Well, some fans weren't happy and started a bring-back-the-nachos campaign.

"We chuckled but decided to let it fester for awhile through two home stands, then brought it back and called it the Facebook BBQ Nachos." That was the inspiration for the new Nacho House, Schumacher says.

All told, Schumacher plans eight to 10 new additions this year to the 75-item menu. Those include "signature" hot dogs, since wieners always are the best-selling chow -- about 100,000 a year at The Joe.

Schumacher likes to take risks, but some dogs make it and some don't. One that didn't was the Bean Dog with spicy mustard, baked beans and onions.

Then there was the Asian Invasion dog with wasabi, crispy Chinese noodles and soy sauce. "Rrrrrrrrrrr," rumbles Schumacher, pointing his thumbs down.

On the other hand, the hit dog is the namesake RiverDog ($3.50), slathered with mustard-based barbecue sauce and coleslaw. The crowning touch is two spears of pickled okra "that give it some snap," he says.

Food revolutionary

Schumacher, 49, started getting seriously imaginative with hot dogs in 2004, trying to dream up new ones that would be unique to a particular stadium and reflect regional tastes and flavors. He expanded the concept to include other novelty foods.

"We have boiled peanuts here. They would shoot us if we sold them anywhere else. We have cheese curds in St. Paul. They outsell the hot dogs."

He's not sure he was absolutely the first person to do it, but he definitely was a pioneer.

"Everybody was going the safe route. Some started dabbling in it but were hedging their bets. Now it's exploded. The Dodgers have the Dodger Dog. They serve sushi at the Giants stadium.

"I felt the whole industry, everybody was missing the point. Baseball is the only sport where food is so intrinsically tied to the game. As soon as you think baseball, you say, 'Let's go get a hot dog and Cracker Jacks.' "

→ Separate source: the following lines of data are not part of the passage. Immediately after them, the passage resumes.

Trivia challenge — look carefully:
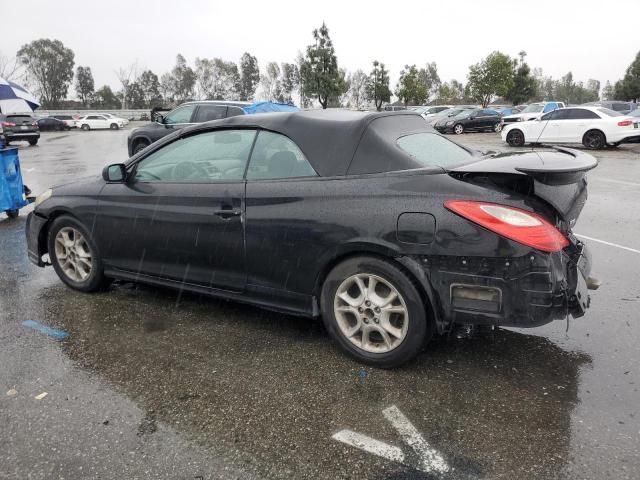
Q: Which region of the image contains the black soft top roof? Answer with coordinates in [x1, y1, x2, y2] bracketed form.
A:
[182, 110, 433, 177]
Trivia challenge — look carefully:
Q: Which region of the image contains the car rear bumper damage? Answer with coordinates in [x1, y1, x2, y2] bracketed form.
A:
[414, 240, 600, 333]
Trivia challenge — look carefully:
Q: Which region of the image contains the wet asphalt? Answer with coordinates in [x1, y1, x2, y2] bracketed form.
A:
[0, 124, 640, 480]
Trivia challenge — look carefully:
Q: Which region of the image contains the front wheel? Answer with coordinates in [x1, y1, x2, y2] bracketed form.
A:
[47, 215, 107, 292]
[507, 129, 524, 147]
[582, 130, 607, 150]
[321, 257, 432, 368]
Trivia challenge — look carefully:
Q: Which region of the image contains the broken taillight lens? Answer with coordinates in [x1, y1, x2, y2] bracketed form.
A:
[444, 200, 569, 252]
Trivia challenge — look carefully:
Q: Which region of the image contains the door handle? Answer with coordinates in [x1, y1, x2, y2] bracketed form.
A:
[213, 208, 242, 218]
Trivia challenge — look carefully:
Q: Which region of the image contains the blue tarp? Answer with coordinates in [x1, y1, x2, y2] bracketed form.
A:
[0, 148, 28, 212]
[242, 102, 300, 114]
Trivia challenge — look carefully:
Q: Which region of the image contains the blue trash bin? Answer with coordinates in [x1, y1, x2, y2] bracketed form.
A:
[0, 147, 29, 218]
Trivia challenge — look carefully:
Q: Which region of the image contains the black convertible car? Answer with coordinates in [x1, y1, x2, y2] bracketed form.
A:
[26, 111, 597, 367]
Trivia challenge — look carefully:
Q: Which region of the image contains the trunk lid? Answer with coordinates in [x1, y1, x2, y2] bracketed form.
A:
[447, 147, 598, 228]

RiverDogs President and marketing guru Mike Veeck says Schumacher "absolutely" revolutionized baseball eats here and across the country.

"We never knew how to do it right until John pulled it together. ... It's really been an amazing thing to watch. He's set himself as the target for all the clubs. It's a bad year if we don't get some famous TV people to check on what John is doing."

While most baseball stadiums had a signature item or two, "nobody had 10 of them," says Veeck. "What John started was the idea you could actually create menus."

Dream job

Schumacher has spent his whole professional life in food. His first job at age 15 was in a Hardee's. He's been a dishwasher, cook, bartender and kitchen manager. He has worked at pizza places, wing joints, a Marriott and was on the traveling team for Joe's Crab House, going city to city to open new restaurants.

He took a job as director of food for Charleston County Parks because he had never worked concessions before. "It piqued my interest because it is so closely associated with street food," he says.

In 2000, he spotted an ad in the newspaper for a food and beverage director of the RiverDogs. The general manager at the time promised him a lot of work for little pay. Schumacher jumped at the chance.

Four years into the job, the creative menu push grew out of a casual beer and brainstorming session. "We went to the grocery store and bought 30 condiments and started mixing and matching," says Schumacher.

Now he finds sources of inspiration all over the country. State fairs, "without a doubt." He is fascinated by street food and food trucks.

He also visits other sporting events and arenas. "I walk the concessions, look at the menu, take pictures. In other words, beg, borrow and steal."

He even strolls farmers markets looking for a muse.

Will locally sourced food be on the menu soon? Not yet, he says, but it will.

"We're playing with kettle corn, experimenting with adding color and spices to tailor it to each team."

He is tweaking another idea for a kicked-up grilled cheese with different cheeses, meats and produce. "Do you know you can mix and match cheeses with jellies?" he asks.

Schumacher says that reinventing baseball food has created the mindset "that when you go to the stadium, you have to eat this."